Typescript class extends from other class cannot be used as interface attributes

Question

I am writing an object interface, one of which is an attribute value is a class . But ts compiler will throw an exception when this class extends other classes .

Here is a simple example:

class Base {
    key: string
}

class Foo extends Base { }

interface Obj {
    list: Foo[]
    value: Foo
}

const obj: Obj = {
    list: [new Foo()],
    value: Foo // < Throws error here
}

The error content:

Property 'key' is missing in type 'typeof Foo' but required in type 'Base'.ts(2741)
test.ts(39, 5): 'key' is declared here.
test.ts(51, 12): Did you mean to use 'new' with this expression?

And when I delete the extends in Foo , the error disappeared:

class Foo { } // < delete extends here

interface Obj {
    list: Foo[]
    value: Foo
}

const obj: Obj = {
    list: [new Foo()],
    value: Foo // < No error throw
}

In my understanding, Foo extends from Base , so it should include the relevant attributes in Base , but the compiler tells me it does not.

So is there any way to solve this problem?

Error with Generics

There is another question. When I use generics on Obj because there are multiple type extends Base . like this:

class Foo extends Base { }

class Bar extends Base { }

interface Obj<T extends Base> {
    list: Foo[]
    value: typeof T // < Throws error here
}

const obj: Obj<Foo> = {
    list: [new Foo()],
    value: Foo 
}

compiler will throw an exception as below:

'T' only refers to a type, but is being used as a value here.
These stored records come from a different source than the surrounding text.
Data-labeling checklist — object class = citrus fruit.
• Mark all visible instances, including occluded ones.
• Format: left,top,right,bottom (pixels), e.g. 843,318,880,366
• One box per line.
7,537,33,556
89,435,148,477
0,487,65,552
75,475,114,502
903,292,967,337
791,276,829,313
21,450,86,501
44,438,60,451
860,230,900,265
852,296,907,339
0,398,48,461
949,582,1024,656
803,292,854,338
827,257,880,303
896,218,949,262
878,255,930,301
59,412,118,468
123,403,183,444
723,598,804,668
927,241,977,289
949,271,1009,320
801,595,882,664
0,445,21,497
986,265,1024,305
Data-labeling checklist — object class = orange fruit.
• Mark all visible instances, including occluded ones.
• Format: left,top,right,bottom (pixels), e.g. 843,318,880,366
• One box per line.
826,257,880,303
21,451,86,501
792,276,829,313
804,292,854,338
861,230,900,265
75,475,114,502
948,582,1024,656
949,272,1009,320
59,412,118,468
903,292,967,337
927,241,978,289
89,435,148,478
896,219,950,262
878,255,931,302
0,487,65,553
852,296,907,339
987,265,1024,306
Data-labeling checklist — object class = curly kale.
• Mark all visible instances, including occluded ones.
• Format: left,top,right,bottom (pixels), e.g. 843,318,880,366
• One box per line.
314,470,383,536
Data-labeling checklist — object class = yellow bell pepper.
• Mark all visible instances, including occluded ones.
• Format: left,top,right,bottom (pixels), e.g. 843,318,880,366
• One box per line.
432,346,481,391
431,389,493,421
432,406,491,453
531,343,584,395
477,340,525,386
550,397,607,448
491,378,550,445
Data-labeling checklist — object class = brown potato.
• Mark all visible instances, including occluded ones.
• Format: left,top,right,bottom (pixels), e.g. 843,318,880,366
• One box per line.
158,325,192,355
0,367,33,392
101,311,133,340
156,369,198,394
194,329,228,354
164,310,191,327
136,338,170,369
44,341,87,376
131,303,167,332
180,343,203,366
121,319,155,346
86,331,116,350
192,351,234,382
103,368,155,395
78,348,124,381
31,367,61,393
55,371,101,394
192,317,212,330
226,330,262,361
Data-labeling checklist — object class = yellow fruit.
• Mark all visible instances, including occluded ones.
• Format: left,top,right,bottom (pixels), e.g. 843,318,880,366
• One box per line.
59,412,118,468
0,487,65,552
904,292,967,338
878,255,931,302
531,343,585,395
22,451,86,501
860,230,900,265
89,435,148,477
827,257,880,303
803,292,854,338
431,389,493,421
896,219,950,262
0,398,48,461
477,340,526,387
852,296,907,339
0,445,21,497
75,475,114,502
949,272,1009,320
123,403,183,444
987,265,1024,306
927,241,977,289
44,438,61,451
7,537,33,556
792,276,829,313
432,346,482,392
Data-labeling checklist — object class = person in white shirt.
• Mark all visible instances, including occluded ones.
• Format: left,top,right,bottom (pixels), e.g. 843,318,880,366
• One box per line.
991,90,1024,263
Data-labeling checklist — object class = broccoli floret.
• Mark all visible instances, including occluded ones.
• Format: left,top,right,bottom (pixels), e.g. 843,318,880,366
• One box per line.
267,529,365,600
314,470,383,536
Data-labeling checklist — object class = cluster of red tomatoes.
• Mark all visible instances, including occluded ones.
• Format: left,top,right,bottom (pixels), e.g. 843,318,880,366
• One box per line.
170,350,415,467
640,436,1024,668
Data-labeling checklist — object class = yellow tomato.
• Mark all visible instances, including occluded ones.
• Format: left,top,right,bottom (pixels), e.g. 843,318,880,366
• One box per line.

Is there a way to make the generic definition a bit more complete?

version I used

• node 12.16.1
• typescript 3.8.3 and 4.3.4

Answer 1

value in your Obj interface is an instance of the Foo class, not the class itself. So assigning an object whose value property is the Foo class to a variable of the interface type is an error. You should set value to an instance of Foo (such as new Foo() , which is what the compiler error message suggests), or if you really meant to use Foo , declare value: typeof Foo in Obj .

The reason this works when Foo does not extend Base is TypeScript's structural typing: Foo does not have any properties, so any object, including a class, can be assigned to a variable of that type, even though it may not be an actual instance of Foo at runtime.

In response to the additional question regarding generics:

typeof T is not valid when T is a type parameter, because T does not have to be a class. It can be an interface that is structurally compatible with Base , and interfaces do not have an "interface object" whose type can be retrieved with typeof . You could use this definition of Obj , which works but requires using typeof at use sites:

interface Obj<T extends new (...args: any[]) => Base> {
    list: Foo[],
    value: T
}

const obj: Obj<typeof Foo> = {
    list: [new Foo()],
    value: Foo
}

Answer 2

key is a required field in your class Base . That's why that error. You can either make the property key optional or write constructors in Base and Foo .

Making key property optional:

class Base {
    key?: string
}

class Foo extends Base { }

interface Obj {
    list: Foo[]
    value: Foo
}

const obj: Obj = {
    list: [new Foo()],
    value: new Foo()
}

Making key mandatory property:

class Base {
    key: string

    constructor(key: string) {
        this.key = key;
    }
}

class Foo extends Base {
    constructor(key: string) {
        super(key);
    }
}

interface Obj {
    list: Foo[]
    value: Foo
}

const obj: Obj = {
    list: [new Foo()],
    value: new Foo()
}

Additionally, the obj initialization should do new Foo() for property value or the type of value inside Obj interface should be typeof Foo .